Sam Quah brings real artistry to a story of buried guilt and conspicuous violence, but his neat contrivances tie things up rather too easily
Sam Quah’s Chinese remake of his own Malaysian thriller from 2022 is a film literally dripping in sin. It’s set in 2006 during the clean-up after the tsunami, with the ceiling at the local high school leaking due to the incessant rain. After the pupils punt origami boats out on the college lake, mute loner Tong (Shengdi Wang) is smeared in glue and tortured by the resident girl gang. So if liquid-sloshing Quah hasn’t seen Hideo Nakata’s Dark Water, by the time a mackintosh-sporting psycho is dicing up the bullies it’s clear he must be a fan of I Know What You Did Last Summer.

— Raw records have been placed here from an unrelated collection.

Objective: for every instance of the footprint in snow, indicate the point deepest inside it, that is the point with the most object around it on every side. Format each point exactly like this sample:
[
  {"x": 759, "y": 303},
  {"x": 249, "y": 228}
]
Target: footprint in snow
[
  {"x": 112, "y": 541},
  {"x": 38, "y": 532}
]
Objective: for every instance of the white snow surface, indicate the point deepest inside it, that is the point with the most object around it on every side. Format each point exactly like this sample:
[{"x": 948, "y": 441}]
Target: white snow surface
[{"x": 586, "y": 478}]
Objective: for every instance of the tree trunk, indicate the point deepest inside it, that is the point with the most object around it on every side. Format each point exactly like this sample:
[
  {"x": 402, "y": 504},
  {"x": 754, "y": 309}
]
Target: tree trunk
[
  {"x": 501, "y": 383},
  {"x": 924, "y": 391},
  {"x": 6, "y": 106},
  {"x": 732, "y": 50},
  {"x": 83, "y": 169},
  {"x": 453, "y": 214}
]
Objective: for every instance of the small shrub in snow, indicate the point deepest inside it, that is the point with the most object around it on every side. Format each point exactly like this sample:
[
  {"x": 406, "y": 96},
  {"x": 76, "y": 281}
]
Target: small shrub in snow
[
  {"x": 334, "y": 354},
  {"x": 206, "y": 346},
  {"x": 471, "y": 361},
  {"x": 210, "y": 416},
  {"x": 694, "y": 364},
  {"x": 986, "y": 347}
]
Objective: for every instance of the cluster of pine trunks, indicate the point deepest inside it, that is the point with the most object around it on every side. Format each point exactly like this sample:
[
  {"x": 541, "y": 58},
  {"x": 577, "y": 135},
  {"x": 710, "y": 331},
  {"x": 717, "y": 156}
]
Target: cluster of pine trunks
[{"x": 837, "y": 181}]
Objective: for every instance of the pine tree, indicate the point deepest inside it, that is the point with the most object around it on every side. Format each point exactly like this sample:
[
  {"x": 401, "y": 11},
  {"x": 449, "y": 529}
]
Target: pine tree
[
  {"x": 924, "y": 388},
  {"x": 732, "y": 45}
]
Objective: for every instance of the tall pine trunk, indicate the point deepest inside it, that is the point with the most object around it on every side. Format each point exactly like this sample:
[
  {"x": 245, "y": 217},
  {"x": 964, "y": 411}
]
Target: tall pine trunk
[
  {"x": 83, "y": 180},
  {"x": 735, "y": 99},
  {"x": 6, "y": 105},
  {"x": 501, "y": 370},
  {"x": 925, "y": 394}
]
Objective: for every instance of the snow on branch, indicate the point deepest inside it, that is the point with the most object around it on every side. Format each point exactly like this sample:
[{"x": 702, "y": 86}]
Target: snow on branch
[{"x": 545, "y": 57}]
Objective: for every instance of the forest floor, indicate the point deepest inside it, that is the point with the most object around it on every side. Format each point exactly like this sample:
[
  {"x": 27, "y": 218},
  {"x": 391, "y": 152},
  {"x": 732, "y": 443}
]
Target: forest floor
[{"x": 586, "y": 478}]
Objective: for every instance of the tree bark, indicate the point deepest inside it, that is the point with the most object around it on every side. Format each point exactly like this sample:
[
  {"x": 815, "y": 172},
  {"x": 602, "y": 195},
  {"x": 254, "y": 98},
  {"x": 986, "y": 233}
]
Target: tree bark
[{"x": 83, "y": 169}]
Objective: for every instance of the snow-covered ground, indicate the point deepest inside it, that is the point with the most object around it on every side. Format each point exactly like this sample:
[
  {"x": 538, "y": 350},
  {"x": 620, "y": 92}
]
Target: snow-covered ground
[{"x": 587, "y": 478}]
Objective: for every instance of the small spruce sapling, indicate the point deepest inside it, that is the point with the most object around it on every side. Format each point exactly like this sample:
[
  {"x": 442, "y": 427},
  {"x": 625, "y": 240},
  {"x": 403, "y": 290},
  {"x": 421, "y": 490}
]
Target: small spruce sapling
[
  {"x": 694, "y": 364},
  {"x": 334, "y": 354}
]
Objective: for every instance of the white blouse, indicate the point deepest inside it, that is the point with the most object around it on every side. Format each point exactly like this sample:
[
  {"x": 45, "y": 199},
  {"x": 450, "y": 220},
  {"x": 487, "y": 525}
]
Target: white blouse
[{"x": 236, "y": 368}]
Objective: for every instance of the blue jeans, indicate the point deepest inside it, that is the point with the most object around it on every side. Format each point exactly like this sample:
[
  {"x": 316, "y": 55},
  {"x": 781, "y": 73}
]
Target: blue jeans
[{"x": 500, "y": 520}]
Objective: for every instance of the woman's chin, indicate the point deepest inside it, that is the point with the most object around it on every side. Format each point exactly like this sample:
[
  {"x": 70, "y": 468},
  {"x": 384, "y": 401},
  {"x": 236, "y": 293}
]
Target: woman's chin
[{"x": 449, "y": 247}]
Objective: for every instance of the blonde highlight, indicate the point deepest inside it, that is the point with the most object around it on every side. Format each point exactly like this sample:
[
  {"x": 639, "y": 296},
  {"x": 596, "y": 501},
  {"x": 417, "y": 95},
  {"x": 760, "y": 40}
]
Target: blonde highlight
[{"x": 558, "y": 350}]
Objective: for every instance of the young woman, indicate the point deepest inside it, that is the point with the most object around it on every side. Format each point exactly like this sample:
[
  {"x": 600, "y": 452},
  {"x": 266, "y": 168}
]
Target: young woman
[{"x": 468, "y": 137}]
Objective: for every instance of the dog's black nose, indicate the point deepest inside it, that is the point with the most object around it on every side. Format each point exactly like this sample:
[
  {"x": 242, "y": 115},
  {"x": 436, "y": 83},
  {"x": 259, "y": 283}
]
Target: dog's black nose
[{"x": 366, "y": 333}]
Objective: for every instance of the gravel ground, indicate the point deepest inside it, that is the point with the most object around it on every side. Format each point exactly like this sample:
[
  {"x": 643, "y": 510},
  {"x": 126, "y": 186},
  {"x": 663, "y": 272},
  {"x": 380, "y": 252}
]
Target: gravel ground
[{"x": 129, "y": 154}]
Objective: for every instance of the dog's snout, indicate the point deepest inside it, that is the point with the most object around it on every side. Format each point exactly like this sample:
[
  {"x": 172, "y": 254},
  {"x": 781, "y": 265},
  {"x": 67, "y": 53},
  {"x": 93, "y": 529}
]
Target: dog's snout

Tong’s mother, willowy school cleaner Li Han (Janine Chang), is one suspect on the police’s list – though seemingly off the hook when her daughter also goes missing. Quah came out as a Hitchcock admirer in his 2019 film Sheep Without a Shepherd with its cinephile protagonist; he aims to give this follow-up a similar dexterity. Li Han is revealed to have an abusive past, the police chief is covering for the school principal who is father to one of Tong’s tormentors – and there’s the secret the local philanthropist is harbouring regarding Lin (Wang Chuanjun), a worker at his foundation.